In Maryland, a state known for its blue crabs, some in the crab processing industry have taken notice of the potential new use for their scraps.

“I was blown away when I first saw it, thinking ‘Isn’t that crazy?’” said Jack Brooks, who read about the battery research in a seafood trade newsletter.

Brooks, 71, is president of the Chesapeake Bay Seafood Industries Association and also co-runs J.M. Clayton Co., a family-owned crab and oyster processing plant that has been operating in Cambridge since 1921.

In a single day, J.M. Clayton processes 80 to 350 bushels of crabs with each bushel containing roughly 100 crabs. The crabs are sorted and steamed before being stripped of meat in a “picking room,” Brooks explained.

From there, the discarded shells have faced different fates over the decades.

Starting in the 1920s, when J.M. Clayton operated a dehydrating plant in Cambridge, the exoskeletons were turned into a heavy powder called “crab meal,” Brooks said.

The product was used as fertilizer and chicken feed, but the equipment was “old and primitive,” he said, and his family closed the plant in the 1970s.

For about a decade after that, the shells went straight to the landfill, “which was unfortunate,” Brooks said.

Today, J.M. Clayton has a contract to provide crab shells daily — via dumpster truck — to a Dorchester County farm, where they’re used as part of a fertilizer program, he said.

“It’s a very good source of nutrients for the ground,” Brooks said.

Other area processing plants have similar arrangements, he said.

A.E. Phillips & Son, a crab processor that sells to Phillips Seafood Restaurants and other local restaurants and seafood distributors, operates a plant in Fishing Creek that has offloaded its crab shells to a farmer for use as fertilizer since 2018.

It’s the most cost-effective option for the plant, which doesn’t make any profit from the shells but likely spends less money than it would hiring a private waste removal company, said Brice Phillips, whose great-grandfather started A.E. Phillips & Son over a century ago.

“This is not just normal waste; this is waste that if you don’t get rid of it quickly, it starts to rot — and it really stinks,” said Phillips, 47, who serves as vice president of sustainability for the separate Phillips Foods.

But A.E. Phillips & Son’s processing of 60,000 pounds of crab meat per year in Maryland is dwarfed by Phillips Foods’ production in Asia. There, Phillips said, four factories in Indonesia, one in Vietnam and another in India process a combined 100,000 pounds of crab meat each week.

Phillips said he’s not sure what happens to the crab shells after they’re picked at those plants. But he suggested Asia is an ideal place for innovation.

“Whoever’s running this battery research, if they’re ever going to do anything with this, they’re basically going to be setting up a plant in Asia to get the crab shells,” Phillips said.

In Asia, each pound of crab meat comes with four pounds of “guts and shells,” he noted.

Both Brooks and Phillips said they’d be open to embracing a new use for shells.

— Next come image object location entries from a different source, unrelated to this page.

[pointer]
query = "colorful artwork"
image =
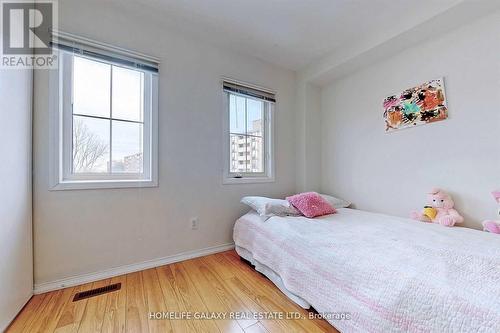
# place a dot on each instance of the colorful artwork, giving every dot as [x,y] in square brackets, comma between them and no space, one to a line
[420,105]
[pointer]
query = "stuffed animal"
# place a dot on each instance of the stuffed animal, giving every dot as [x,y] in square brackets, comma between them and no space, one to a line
[439,210]
[493,226]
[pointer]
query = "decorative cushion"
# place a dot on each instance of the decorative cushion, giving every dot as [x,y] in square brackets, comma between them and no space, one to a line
[311,204]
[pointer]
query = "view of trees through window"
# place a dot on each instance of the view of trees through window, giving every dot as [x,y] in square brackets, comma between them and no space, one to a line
[108,118]
[246,117]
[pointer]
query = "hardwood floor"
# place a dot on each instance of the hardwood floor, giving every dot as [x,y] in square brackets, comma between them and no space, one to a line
[219,284]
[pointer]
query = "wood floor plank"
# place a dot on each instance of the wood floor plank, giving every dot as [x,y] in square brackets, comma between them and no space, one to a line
[27,315]
[172,300]
[216,297]
[70,319]
[191,299]
[94,312]
[154,297]
[116,308]
[137,309]
[219,283]
[265,290]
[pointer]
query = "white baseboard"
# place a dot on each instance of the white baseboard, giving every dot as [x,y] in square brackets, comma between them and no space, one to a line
[109,273]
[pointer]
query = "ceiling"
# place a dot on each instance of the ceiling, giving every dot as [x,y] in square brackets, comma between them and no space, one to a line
[289,33]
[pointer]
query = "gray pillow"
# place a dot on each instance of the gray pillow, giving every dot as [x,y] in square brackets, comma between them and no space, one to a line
[336,202]
[270,207]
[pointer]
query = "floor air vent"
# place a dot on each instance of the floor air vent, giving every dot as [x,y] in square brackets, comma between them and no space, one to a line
[97,291]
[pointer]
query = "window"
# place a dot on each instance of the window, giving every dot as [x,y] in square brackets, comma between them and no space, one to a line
[248,143]
[107,120]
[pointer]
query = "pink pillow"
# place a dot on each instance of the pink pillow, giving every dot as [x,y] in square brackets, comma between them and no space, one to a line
[311,204]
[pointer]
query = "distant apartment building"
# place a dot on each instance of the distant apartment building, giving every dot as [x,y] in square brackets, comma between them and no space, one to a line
[129,164]
[247,153]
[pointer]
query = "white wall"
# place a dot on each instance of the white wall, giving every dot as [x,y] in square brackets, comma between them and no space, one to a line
[16,267]
[391,173]
[79,232]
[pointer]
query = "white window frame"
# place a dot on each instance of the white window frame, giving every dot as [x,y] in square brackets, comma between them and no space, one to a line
[268,176]
[61,135]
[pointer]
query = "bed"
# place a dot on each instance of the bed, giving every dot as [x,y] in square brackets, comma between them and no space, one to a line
[368,272]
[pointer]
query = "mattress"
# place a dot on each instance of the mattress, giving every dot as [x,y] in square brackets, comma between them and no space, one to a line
[368,272]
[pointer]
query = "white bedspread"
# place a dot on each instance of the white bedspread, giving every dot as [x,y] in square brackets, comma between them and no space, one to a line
[391,274]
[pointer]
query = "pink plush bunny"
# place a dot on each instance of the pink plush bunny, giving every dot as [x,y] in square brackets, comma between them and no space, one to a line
[490,225]
[440,210]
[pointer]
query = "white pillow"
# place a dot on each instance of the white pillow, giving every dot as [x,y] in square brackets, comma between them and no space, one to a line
[336,202]
[270,207]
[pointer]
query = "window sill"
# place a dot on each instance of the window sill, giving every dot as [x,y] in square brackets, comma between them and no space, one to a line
[102,184]
[247,180]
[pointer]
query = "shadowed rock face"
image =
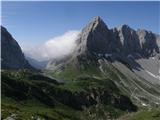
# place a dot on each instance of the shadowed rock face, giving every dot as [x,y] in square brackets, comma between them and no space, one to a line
[11,53]
[97,38]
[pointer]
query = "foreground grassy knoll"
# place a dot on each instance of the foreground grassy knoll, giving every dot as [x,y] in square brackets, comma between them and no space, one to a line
[30,95]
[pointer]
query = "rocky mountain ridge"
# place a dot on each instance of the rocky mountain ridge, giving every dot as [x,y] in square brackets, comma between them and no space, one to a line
[12,56]
[98,39]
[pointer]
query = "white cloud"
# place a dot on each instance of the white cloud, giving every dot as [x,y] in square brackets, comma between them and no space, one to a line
[54,48]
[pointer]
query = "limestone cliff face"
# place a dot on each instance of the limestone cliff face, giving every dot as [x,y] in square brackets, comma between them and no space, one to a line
[97,38]
[12,56]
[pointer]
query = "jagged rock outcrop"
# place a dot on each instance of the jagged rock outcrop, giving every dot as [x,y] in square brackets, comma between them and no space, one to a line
[12,56]
[98,39]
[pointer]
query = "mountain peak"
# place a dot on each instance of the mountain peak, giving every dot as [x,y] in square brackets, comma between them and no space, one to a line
[97,19]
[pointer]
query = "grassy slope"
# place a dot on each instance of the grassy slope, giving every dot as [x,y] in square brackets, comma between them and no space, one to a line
[18,99]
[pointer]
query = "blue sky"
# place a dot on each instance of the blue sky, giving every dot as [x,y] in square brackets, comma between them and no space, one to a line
[32,23]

“We’ve seen ideas come and go, but in this day and time, with all the research and technology and creative minds out there, I mean, hey, anything’s possible,” Brooks said.

Phillips views it as a potentially fruitful business venture, especially since “it seems there is no demand” for crab shells currently.

“My entrepreneurial spirit’s already just grinding the gears, trying to figure out what’s the best way to collect this stuff in mass,” he mused. “How would it be processed, where would it be processed? Where would the battery production be?”

There’s still a long way to go to make chitosan-based batteries a reality outside of the lab. A startup to commercialize the new technology is in its infancy, according to Xu.

If chitosan proves to be part of the solution — and if locally processed crab shells can be put to use — it’s likely something people in the state would get behind.

“Marylanders certainly love their crabs, and I think most people like renewable energy,” Phillips said.